It was the best of times, it was the worst of times. Dickens put it best in his famous Tale of Two Cities novel, although I doubt he imagined his quote would ever be applied to talking about the current state of toys. The truth is, however, that it’s a very fitting statement about the current state of collecting.
I was lamenting the other day about how their was a bit of a golden era around the turn of the century and the first few years after, where we were seeing nearly everything and anything get licensed toys. Often they were really high quality and amazing pieces, for downright dirt cheap prices. However, there was also a lot of issues with quality control, many toy companies made promises they couldn’t keep and as with every bubble, there came a bust.
Fast forward to the year 2011 and as we draw closer to the end of yet another chapter on the calendar, I can’t help but think we’re better off now than we’ve been in many years. Yes, we now lack many of the great little companies that once defined an era of excess, but at the same time there is no lack of product out there. It may be impossible to find, but it is being produced.

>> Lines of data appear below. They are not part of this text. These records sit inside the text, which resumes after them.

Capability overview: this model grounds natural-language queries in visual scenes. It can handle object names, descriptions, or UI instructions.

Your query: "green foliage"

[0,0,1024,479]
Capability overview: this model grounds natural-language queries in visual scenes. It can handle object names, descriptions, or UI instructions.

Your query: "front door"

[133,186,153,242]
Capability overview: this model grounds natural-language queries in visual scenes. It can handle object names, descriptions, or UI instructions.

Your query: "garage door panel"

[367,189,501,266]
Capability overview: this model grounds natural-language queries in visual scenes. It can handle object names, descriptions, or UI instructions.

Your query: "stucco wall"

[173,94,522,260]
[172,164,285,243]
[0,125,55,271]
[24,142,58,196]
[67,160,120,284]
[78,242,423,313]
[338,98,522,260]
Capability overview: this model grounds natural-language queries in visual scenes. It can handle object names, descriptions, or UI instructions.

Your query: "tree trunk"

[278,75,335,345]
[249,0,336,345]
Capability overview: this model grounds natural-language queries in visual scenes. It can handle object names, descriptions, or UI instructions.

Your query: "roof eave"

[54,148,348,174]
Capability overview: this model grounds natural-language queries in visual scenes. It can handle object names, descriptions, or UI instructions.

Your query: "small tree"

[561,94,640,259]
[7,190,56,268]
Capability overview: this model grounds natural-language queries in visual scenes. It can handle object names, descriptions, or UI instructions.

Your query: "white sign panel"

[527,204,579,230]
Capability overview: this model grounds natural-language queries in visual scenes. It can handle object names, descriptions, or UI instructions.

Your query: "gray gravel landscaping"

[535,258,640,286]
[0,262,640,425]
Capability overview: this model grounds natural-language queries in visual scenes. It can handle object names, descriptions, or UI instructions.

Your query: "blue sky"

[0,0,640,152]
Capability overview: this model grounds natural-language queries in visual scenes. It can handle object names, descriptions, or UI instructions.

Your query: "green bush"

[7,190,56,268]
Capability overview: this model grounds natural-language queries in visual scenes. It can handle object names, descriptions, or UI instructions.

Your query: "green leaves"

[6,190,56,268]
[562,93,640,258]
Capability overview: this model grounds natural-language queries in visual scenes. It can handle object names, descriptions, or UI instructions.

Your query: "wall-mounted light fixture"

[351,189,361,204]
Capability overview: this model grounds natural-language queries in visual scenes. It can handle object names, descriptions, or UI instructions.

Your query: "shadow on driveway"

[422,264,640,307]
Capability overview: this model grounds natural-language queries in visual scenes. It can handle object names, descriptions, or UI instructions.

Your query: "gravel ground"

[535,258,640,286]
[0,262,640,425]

For the first half of the new millennium, especially from about 2006 until more recently, toy companies were afraid to take risks and many properties just languished. Now we’ve seen the revival of everything from Mego to Masters of the Universe, Doctor Who to the freaking Ghostbusters having a pretty impressive plethora of toys. We’re on the verge of having super poseable Godzilla figures and Gremlins are on the shelf once again for collectors.
Things are very much, good. With MOTUC we’ve seen that basically the sky is the limit (and apparently the sky is Ram Man and Castle Grayskull, but I digress) and nearly anything you can imagine is possibly being produced. Of course this comes with it’s own pratfalls, like the fact that many things are being made that folks perhaps wouldn’t even want or didn’t know they wanted until it was previewed… At the same time, legacies are being fulfilled. We’re getting the Fearless Photog. In a few days, I’m buying She-Ra’s pegasus. There’s no denying, it’s a good time to be a collector.

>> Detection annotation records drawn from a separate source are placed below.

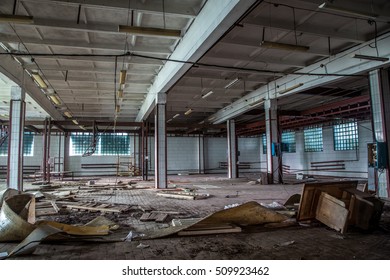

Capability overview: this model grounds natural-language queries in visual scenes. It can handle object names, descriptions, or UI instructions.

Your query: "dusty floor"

[0,174,390,260]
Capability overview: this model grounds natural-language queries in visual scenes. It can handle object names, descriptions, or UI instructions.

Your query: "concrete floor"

[0,174,390,260]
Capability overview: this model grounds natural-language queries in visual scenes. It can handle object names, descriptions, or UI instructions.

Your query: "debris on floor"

[157,189,210,200]
[297,181,384,234]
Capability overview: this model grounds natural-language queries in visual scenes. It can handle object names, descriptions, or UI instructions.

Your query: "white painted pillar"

[7,86,26,191]
[264,99,282,184]
[370,69,390,197]
[227,120,238,179]
[154,93,168,189]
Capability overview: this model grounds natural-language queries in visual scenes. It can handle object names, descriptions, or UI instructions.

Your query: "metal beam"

[0,55,63,119]
[212,33,390,123]
[0,35,172,55]
[23,0,200,18]
[136,0,256,121]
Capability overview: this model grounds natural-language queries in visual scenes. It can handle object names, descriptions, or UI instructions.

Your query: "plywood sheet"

[297,181,358,221]
[316,192,349,233]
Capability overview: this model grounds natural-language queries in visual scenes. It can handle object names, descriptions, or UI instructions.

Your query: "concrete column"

[227,120,238,179]
[264,99,282,184]
[154,93,168,189]
[198,134,204,174]
[370,69,390,197]
[7,86,26,191]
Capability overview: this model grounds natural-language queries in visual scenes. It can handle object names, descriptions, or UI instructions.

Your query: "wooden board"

[316,192,349,233]
[297,181,358,221]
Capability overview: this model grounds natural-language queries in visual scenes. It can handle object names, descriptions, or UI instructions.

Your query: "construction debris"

[297,181,384,233]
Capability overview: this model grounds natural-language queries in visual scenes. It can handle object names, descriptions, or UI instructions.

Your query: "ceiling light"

[249,98,264,107]
[31,72,47,88]
[278,83,304,94]
[260,41,310,52]
[184,108,192,116]
[117,89,123,99]
[49,95,61,105]
[0,15,34,24]
[64,111,73,118]
[318,2,378,19]
[225,78,240,89]
[119,70,127,85]
[118,25,181,38]
[0,43,11,53]
[352,53,389,62]
[202,90,214,98]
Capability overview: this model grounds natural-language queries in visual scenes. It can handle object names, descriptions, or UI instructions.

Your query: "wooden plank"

[64,204,121,213]
[297,181,358,221]
[155,213,169,223]
[177,226,241,236]
[316,192,349,233]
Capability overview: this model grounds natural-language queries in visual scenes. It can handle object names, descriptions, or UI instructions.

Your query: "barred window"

[282,131,296,153]
[303,127,324,152]
[100,133,130,155]
[70,132,130,156]
[0,131,34,157]
[69,132,92,156]
[333,122,359,151]
[261,133,267,155]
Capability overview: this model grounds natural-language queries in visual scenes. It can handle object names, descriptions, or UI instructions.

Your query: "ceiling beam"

[242,17,371,44]
[24,64,157,76]
[0,35,172,55]
[213,33,390,123]
[0,55,63,119]
[136,0,261,121]
[23,0,200,18]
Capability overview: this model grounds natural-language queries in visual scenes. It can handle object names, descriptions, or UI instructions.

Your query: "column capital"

[156,92,167,105]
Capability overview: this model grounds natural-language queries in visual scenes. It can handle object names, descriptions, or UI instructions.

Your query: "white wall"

[278,121,373,178]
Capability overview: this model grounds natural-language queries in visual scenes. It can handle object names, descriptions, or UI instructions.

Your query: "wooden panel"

[297,181,358,221]
[316,192,349,233]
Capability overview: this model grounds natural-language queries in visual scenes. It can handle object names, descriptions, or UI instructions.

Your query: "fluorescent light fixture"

[249,98,264,107]
[0,42,11,52]
[119,70,127,85]
[260,41,310,52]
[0,15,34,24]
[49,95,61,105]
[352,53,389,62]
[118,25,181,38]
[318,2,378,19]
[278,83,304,94]
[31,72,47,88]
[225,78,240,89]
[117,89,123,99]
[64,111,73,118]
[202,90,214,98]
[184,108,192,116]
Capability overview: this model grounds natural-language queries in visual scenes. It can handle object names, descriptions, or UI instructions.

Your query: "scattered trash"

[223,203,240,209]
[260,201,286,210]
[123,230,145,241]
[137,243,150,249]
[278,240,295,247]
[225,191,239,198]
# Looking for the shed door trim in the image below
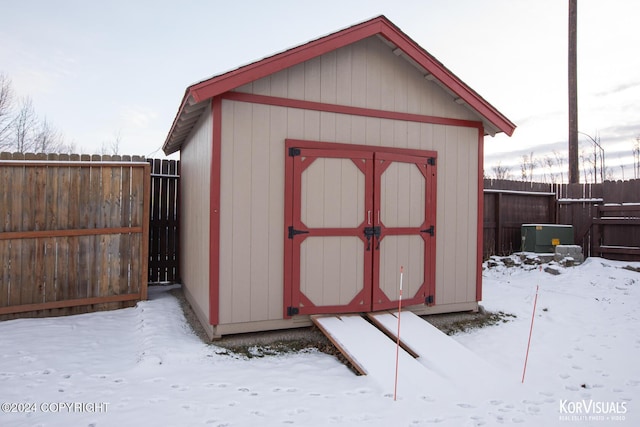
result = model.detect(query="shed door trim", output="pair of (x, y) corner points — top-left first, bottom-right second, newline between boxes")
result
(284, 140), (436, 318)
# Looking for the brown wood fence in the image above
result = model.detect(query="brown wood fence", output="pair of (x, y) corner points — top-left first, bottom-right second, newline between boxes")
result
(483, 180), (640, 260)
(0, 153), (150, 319)
(148, 159), (180, 283)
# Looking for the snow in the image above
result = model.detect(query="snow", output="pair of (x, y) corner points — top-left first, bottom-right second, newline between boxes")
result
(0, 258), (640, 426)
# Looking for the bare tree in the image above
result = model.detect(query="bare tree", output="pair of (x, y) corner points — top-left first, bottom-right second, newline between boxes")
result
(491, 162), (511, 179)
(633, 135), (640, 179)
(0, 73), (14, 149)
(553, 150), (566, 184)
(100, 131), (122, 156)
(33, 118), (63, 153)
(520, 151), (536, 182)
(12, 97), (38, 153)
(542, 155), (556, 184)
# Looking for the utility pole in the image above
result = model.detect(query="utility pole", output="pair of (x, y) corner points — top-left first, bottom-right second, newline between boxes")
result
(569, 0), (580, 184)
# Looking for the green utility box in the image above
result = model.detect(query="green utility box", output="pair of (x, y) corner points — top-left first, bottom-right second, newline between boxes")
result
(522, 224), (573, 253)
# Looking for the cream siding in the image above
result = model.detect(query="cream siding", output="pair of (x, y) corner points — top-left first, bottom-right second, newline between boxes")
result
(216, 37), (479, 330)
(236, 37), (480, 121)
(220, 101), (478, 324)
(180, 103), (213, 335)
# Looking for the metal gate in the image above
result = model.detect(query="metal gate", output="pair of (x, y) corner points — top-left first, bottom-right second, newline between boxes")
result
(284, 141), (436, 317)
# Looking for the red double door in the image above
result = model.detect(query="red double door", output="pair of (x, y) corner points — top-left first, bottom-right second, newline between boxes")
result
(284, 141), (436, 317)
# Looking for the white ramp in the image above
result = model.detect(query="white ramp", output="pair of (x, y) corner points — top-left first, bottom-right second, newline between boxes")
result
(368, 311), (501, 388)
(312, 315), (453, 396)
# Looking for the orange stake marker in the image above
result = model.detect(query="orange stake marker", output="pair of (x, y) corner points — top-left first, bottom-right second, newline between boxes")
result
(393, 266), (404, 401)
(522, 285), (540, 384)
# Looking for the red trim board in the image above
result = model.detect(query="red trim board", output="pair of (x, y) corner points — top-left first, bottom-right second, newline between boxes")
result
(163, 16), (515, 154)
(209, 96), (222, 325)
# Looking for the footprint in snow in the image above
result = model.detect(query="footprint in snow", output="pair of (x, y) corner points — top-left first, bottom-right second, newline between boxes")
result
(458, 403), (475, 409)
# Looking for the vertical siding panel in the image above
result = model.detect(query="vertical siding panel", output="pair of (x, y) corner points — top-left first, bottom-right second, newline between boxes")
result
(303, 110), (320, 141)
(461, 129), (479, 301)
(393, 120), (409, 148)
(407, 122), (425, 150)
(270, 70), (289, 98)
(253, 77), (271, 95)
(180, 102), (212, 332)
(320, 112), (336, 142)
(365, 39), (383, 109)
(336, 46), (353, 105)
(219, 101), (234, 324)
(287, 63), (305, 99)
(304, 57), (322, 102)
(351, 42), (368, 107)
(322, 237), (340, 304)
(349, 116), (367, 144)
(283, 108), (305, 139)
(335, 114), (352, 142)
(231, 102), (255, 322)
(320, 51), (338, 104)
(246, 105), (270, 321)
(268, 107), (287, 319)
(363, 117), (385, 146)
(380, 120), (394, 147)
(455, 129), (475, 302)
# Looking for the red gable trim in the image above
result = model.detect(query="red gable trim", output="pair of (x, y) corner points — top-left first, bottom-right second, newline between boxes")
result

However it all comes at a price and that price is not just figurative, but literal. Although there is plenty of good, we’ve come to learn that this is the era of inflated price tags and online exclusives. Want that Christopher Reeve Superman? He’ll only run you $200. Granamyr is coming, but he’s going to be at least $80. Enjoy your import Kaiju and Doctor Who, but be prepared to have your wallet sufficiently abused in the process. We live in the online exclusive era, where fans are perhaps not forced, but prodded and pleaded to make their dollars count as votes.
From pre-orders to minimum subscription plans to collector’s clubs and even good ol’ fashioned importing, the computer is now the main marketplace for action figures. It seems like every other day we hear about some new property that’s either about to get off the ground or needs a certain number of pre-orders to do so. Retail is largely non-existent for the collector and while there are a few lines that do manage to flourish under the big box outlets, if they ever should falter, we know that they’ll like end up as high priced online collectibles. Every time a line like the WWE Legends even loses the slightest support at retail, it’s quickly shifted to an online store where prices and availability will vary greatly.

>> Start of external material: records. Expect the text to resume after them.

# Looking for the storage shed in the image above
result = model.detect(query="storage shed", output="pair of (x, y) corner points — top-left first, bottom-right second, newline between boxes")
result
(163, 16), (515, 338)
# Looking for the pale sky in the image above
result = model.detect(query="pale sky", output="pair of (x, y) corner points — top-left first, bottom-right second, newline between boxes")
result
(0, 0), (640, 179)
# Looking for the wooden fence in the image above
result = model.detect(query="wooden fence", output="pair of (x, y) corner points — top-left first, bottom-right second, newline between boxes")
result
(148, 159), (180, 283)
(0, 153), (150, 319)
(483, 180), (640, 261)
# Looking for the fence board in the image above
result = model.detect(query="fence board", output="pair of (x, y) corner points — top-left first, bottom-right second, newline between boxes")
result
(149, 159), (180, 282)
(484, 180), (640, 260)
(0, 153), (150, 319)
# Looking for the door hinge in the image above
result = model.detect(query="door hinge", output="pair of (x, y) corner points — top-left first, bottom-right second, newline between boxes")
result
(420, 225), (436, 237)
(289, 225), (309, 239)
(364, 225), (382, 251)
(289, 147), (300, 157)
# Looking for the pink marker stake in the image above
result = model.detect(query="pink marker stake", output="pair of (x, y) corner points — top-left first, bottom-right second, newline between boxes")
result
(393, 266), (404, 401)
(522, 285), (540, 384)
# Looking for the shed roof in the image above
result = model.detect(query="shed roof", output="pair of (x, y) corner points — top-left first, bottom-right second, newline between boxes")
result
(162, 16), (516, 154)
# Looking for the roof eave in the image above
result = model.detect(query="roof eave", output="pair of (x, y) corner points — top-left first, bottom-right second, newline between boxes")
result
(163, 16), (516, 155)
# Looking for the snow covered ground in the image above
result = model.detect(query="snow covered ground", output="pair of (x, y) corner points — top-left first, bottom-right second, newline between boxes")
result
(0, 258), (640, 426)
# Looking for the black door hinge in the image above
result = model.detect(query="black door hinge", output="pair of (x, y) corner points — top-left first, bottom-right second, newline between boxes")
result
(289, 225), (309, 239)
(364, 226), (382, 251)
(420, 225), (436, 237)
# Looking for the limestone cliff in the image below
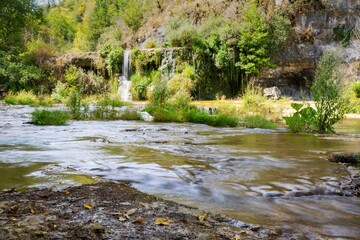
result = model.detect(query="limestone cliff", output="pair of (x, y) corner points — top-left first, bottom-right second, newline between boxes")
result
(258, 0), (360, 99)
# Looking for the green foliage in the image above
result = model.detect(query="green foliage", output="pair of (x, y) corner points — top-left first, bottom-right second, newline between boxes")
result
(67, 90), (83, 120)
(353, 82), (360, 98)
(31, 109), (69, 126)
(4, 90), (53, 107)
(106, 47), (124, 76)
(46, 8), (75, 49)
(311, 52), (349, 133)
(242, 82), (266, 112)
(119, 108), (142, 121)
(0, 0), (42, 51)
(64, 65), (109, 94)
(151, 78), (169, 106)
(283, 103), (316, 133)
(238, 0), (274, 76)
(242, 114), (277, 129)
(121, 0), (149, 32)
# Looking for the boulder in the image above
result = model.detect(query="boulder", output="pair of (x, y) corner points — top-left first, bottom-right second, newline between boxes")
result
(264, 87), (281, 100)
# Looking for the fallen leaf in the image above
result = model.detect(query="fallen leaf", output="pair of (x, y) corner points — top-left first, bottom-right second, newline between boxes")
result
(126, 208), (136, 216)
(84, 203), (93, 209)
(10, 205), (19, 212)
(198, 213), (207, 222)
(132, 217), (144, 224)
(64, 190), (70, 195)
(235, 234), (241, 240)
(35, 194), (49, 199)
(155, 218), (171, 226)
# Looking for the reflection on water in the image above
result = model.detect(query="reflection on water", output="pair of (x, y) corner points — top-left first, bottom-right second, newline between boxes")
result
(0, 102), (360, 239)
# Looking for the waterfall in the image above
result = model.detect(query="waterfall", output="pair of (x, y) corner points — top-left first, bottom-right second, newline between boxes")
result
(119, 50), (131, 102)
(159, 49), (176, 79)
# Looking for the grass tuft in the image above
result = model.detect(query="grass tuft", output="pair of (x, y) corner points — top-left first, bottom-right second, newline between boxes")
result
(32, 109), (70, 126)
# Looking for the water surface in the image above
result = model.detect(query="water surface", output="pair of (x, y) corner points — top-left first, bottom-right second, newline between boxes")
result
(0, 102), (360, 239)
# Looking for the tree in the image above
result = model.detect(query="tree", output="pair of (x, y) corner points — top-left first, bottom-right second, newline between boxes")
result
(311, 52), (348, 133)
(238, 0), (274, 77)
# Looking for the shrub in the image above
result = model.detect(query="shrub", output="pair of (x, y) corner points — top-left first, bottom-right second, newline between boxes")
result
(283, 103), (316, 133)
(311, 52), (349, 133)
(4, 90), (53, 107)
(242, 82), (266, 112)
(119, 109), (142, 121)
(131, 74), (151, 100)
(353, 82), (360, 98)
(243, 114), (277, 129)
(32, 109), (69, 125)
(67, 90), (82, 120)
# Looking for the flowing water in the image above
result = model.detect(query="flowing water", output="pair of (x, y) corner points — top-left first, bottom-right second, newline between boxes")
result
(0, 104), (360, 239)
(119, 50), (131, 102)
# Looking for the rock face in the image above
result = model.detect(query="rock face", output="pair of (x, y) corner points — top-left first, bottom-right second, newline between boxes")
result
(264, 87), (281, 100)
(258, 0), (360, 99)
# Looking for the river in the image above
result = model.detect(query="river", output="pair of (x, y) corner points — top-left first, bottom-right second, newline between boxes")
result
(0, 103), (360, 239)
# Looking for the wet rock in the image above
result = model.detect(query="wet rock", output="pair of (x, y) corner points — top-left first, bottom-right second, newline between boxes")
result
(264, 87), (281, 100)
(140, 112), (154, 122)
(327, 152), (360, 164)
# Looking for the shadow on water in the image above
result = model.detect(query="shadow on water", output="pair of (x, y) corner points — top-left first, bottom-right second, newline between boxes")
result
(0, 102), (360, 239)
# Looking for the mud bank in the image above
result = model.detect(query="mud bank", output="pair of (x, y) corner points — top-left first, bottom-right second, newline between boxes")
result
(0, 182), (301, 239)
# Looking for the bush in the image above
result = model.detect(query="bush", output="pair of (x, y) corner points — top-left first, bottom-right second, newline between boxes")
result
(242, 83), (266, 112)
(119, 109), (142, 121)
(311, 52), (349, 133)
(353, 82), (360, 98)
(4, 90), (53, 107)
(243, 114), (277, 129)
(283, 103), (316, 133)
(32, 109), (69, 125)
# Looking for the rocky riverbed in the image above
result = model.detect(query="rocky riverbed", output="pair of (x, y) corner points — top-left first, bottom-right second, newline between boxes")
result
(0, 182), (302, 240)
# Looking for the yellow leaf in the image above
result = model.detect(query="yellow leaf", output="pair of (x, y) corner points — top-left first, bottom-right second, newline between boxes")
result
(155, 218), (171, 226)
(126, 208), (136, 216)
(84, 203), (93, 209)
(132, 217), (144, 224)
(198, 213), (207, 222)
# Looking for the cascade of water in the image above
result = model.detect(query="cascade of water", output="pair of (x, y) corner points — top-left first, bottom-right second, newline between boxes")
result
(160, 49), (176, 79)
(119, 50), (131, 101)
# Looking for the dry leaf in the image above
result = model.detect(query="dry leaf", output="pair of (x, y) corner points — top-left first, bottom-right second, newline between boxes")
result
(84, 203), (93, 209)
(132, 217), (144, 224)
(126, 208), (136, 216)
(155, 218), (171, 226)
(10, 205), (19, 212)
(198, 213), (207, 222)
(235, 234), (241, 240)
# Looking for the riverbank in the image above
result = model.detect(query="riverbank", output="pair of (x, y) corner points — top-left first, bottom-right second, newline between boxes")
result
(0, 182), (300, 240)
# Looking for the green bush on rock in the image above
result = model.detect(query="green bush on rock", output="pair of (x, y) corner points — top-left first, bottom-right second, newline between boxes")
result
(32, 109), (70, 126)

It makes it hard on the collector, especially the one who might previously be a cherry picker at retail. Certainly in some sense that’s no different than shopping at stores, but this new era has brought with it some unique conflicts for collectors. Do you sign up for the GI Joe subscription, lock yourself into a Mattel Ecto-1 club only to find the figures discounted later in a fire sale or do you learn to import from your Japanese hobby shop of choice? It’s tough to navigate and hard to decide what’s worth it. Often we’re forced to put our money up, or at least make a commitment before we ever even seen a working prototype, much less a final product.
So are we better now than we’ve ever been before? Are we the same? Are we worse off? I cannot say I have that answer. It’s hard to find too much to complain about (but we manage just fine) when I can look on my shelf and see every incarnation of the Doctor, Kamala and Kevin Von Erich (okay actually he’s not on my shelf, I can’t find him anywhere, but I pretend he’s there), super poseable Gamera, Peter Venkman and sight gag Gremlins. Things ARE good, but I suspect just how good, will vary depending on your own personal pocketbook, addictions and willingness to part with paper for plastic.
In the end I can only say that it’s the best of times, it’s the worst of times… But man, it sure is an interesting time. What’s your take on how things are these days? In the meantime, keep on collecting, because I know I will.